A festa que custa caro à cultura

Num país em que se aprende a dançar antes de aprender a ler — e a cantar antes de entender o que se canta —, festejar virou política de governo. Mas em Palmeira dos Índios, a dança virou despesa, o canto virou débito, e o palco virou improviso. É curioso, para não dizer trágico, observar que a tal “Capital da Cultura”
parece viver de faixas estampadas e contratos superfaturados, enquanto sua essência cultural apodrece nos cantos das repartições.
É julho ainda — ou seja, mal cruzamos a metade do calendário — e já se rompeu o teto dos gastos com festas. O orçamento aprovado pela própria gestão municipal previa, para o ano inteiro de 2025, R$ 2,8 milhões para a realização de festejos. Só o Festival de Inverno, aquele que se pinta como vitrine do calendário turístico e cultural da cidade, levou embora R$ 2,775 milhões em cachês de artistas — muitos dos quais não sabem sequer onde fica Palmeira. E para montar o espetáculo? Mais R$ 330 mil em estrutura de som, palco, camarotes e luzes. Resultado: um estouro de contas antes mesmo da segunda quinzena do ano começar.
Não foi o Carnaval, nem a Semana Santa, nem São João, nem a celebração de Frei Damião realizada em Maio no Distrito de Canafístula que causaram a explosão orçamentária. Eles foram apenas os confetes da conta. Porque a conta mesmo veio com a irresponsabilidade contínua de quem governa como se governasse um trio elétrico — com muito barulho na frente e uma longa fila de pendências atrás.
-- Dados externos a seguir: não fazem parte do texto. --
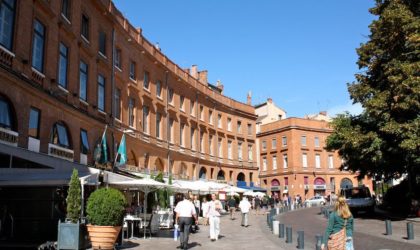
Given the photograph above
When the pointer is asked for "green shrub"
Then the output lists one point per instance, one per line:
(106, 207)
(74, 198)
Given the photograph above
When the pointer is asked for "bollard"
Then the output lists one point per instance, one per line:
(289, 238)
(388, 227)
(301, 240)
(410, 231)
(281, 230)
(318, 240)
(275, 227)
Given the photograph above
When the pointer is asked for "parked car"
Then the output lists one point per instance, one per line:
(315, 201)
(359, 199)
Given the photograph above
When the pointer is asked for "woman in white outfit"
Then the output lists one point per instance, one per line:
(214, 206)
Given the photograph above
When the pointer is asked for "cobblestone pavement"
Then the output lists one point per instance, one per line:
(369, 234)
(232, 236)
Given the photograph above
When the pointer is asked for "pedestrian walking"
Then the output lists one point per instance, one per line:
(244, 205)
(213, 213)
(185, 213)
(339, 232)
(205, 209)
(232, 207)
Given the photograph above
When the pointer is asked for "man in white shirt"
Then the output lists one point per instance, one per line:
(185, 212)
(244, 205)
(213, 213)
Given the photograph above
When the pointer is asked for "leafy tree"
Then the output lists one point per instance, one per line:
(74, 198)
(384, 139)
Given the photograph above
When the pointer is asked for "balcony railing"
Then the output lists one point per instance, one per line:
(60, 152)
(9, 137)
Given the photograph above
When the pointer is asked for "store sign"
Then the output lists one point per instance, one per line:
(318, 187)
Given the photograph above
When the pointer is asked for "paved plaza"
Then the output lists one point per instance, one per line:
(369, 234)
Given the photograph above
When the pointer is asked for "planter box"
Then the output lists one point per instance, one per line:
(72, 236)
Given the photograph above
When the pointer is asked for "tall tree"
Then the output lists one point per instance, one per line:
(384, 139)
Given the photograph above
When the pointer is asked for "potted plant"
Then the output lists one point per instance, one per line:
(71, 233)
(105, 212)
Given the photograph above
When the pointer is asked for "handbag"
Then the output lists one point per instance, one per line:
(337, 241)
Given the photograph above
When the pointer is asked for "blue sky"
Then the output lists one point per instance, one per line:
(300, 53)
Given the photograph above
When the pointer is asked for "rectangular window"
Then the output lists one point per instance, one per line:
(210, 116)
(264, 163)
(85, 27)
(132, 70)
(34, 123)
(131, 105)
(181, 134)
(102, 43)
(273, 143)
(284, 141)
(274, 162)
(181, 102)
(316, 141)
(65, 9)
(62, 65)
(118, 59)
(220, 148)
(230, 150)
(192, 141)
(146, 119)
(158, 88)
(101, 93)
(304, 160)
(118, 104)
(83, 80)
(285, 161)
(303, 140)
(171, 96)
(201, 141)
(317, 161)
(84, 142)
(250, 153)
(158, 120)
(171, 130)
(146, 80)
(7, 19)
(211, 144)
(38, 46)
(330, 161)
(239, 127)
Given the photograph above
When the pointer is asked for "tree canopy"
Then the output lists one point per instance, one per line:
(384, 139)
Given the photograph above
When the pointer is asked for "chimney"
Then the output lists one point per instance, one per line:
(202, 76)
(248, 98)
(194, 72)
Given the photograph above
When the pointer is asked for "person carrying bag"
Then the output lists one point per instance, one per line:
(339, 232)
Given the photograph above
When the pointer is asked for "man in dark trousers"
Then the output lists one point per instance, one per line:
(185, 215)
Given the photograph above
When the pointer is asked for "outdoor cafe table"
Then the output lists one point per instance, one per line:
(132, 219)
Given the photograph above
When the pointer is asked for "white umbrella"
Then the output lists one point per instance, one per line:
(249, 193)
(144, 185)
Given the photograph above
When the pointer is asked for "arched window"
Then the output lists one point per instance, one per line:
(6, 114)
(60, 135)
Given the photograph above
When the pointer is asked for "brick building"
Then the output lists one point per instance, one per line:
(69, 68)
(294, 160)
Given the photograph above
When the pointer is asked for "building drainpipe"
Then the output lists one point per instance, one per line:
(113, 91)
(168, 129)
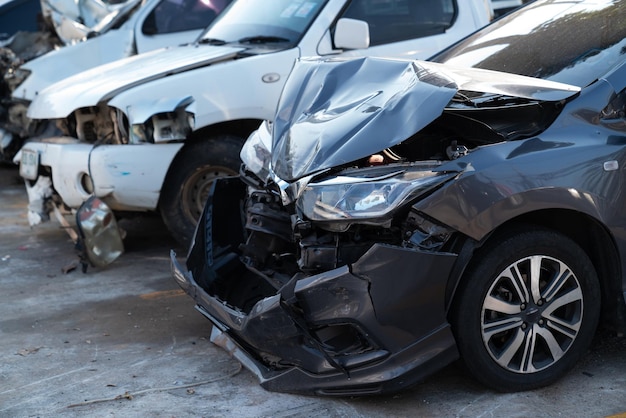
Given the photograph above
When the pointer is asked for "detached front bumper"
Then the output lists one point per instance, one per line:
(376, 326)
(126, 177)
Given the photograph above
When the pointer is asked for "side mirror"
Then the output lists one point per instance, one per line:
(99, 238)
(352, 34)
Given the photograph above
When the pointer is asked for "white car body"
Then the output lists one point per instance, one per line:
(109, 45)
(219, 87)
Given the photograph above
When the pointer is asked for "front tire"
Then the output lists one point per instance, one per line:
(527, 310)
(189, 181)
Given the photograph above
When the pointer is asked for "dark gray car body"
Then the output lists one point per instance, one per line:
(362, 306)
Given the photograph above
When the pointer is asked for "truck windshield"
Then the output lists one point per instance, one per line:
(263, 20)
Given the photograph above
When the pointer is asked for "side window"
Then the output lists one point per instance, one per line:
(171, 16)
(401, 20)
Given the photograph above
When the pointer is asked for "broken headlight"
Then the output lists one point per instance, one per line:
(15, 76)
(359, 198)
(256, 154)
E o que mais fere nessa história não é o gasto em si, mas o contraste. Porque se Palmeira dos Índios fosse mesmo a “Capital da Cultura”, como a propaganda insiste em repetir, então onde está o cinema municipal? Onde se esconde o teatro da cidade? Onde repousa o espaço fixo para a realização dos tais festejos que custam milhões? Não há. O que há são praças adaptadas, ruas interditadas, tablados improvisados e uma ausência gritante de estrutura permanente.
Cultura que é cultura se constrói com raízes, e não com camarotes. Não há grupos teatrais apoiados pela prefeitura. Não há escola municipal de música — embora haja uma orquestra que, de vez em quando, é convocada para tocar um frevo ou um hino diante de plateias oficiais, servindo mais como adereço do que como agente de formação cultural. A orquestra toca, o povo dança, os cofres esvaziam.
Palmeira, que já foi berço de Graciliano Ramos, de Jofre Soares, de músicos e poetas, hoje mal abriga suas próprias memórias. A Casa de Graciliano foi restaurada, é verdade, mas não pela prefeitura — foi salva pelo IPHAN e recursos federais. O restante dos equipamentos públicos segue largado à própria sorte. Prédios caindo aos pedaços, espaços culturais reduzidos a depósitos de silêncio, e o orgulho local virando passado.
Os números oficiais gritam o que muitos já cochichavam. Mais de R$ 3,7 milhões gastos até agora em 2025, quando o orçamento legal previa R$ 2,8 milhões. Isso sem falar nas outras áreas da cultura que seguem órfãs: nenhuma biblioteca pública nova, nenhum investimento em oficinas de formação artística, nenhum programa de incentivo à literatura, à dança, ao audiovisual. A gestão compartimentada de Júlio Cezar e sua sucessora, Luísa Duarte — que assumiu com o apoio e o apadrinhamento do ex-prefeito — gasta como se a cultura fosse apenas aquilo que sobe ao palco por uma noite, mas se esquece do dia seguinte.
E não é apenas uma questão de gosto. É questão de legalidade. Porque, segundo a Lei de Responsabilidade Fiscal, o gestor que ultrapassa o limite orçamentário sem previsão e impacto financeiro adequado comete uma infração grave. E segundo a Lei de Improbidade Administrativa, pode até ser punido com perda da função pública, suspensão dos direitos políticos e multa.
Mas quando a banda passa e o som é alto, quem ouve o alerta do Tribunal de Contas? Quem presta atenção nas planilhas da Secretaria de Finanças? Poucos. A festa segue, os contratos se multiplicam, os artistas locais assistem de longe. E a cidade, essa sim, vai pagando a conta. Uma conta que não fecha.
Não se trata de ser contra festas. Ninguém quer transformar Palmeira num mosteiro. Mas é preciso que a festa não seja a única política cultural. É preciso que o dinheiro da cultura gere cultura — e não apenas espetáculo. É preciso que a cidade que se orgulha de seus filhos ilustres não vire uma madrasta para seus talentos anônimos.
Enquanto não houver planejamento sério, respeito à lei, estrutura permanente e valorização do que é da terra, Palmeira dos Índios continuará sendo, no máximo, a capital das festas passageiras. Uma cidade onde a cultura não mora, só visita de vez em quando — e, ainda por cima, com cachês milionários.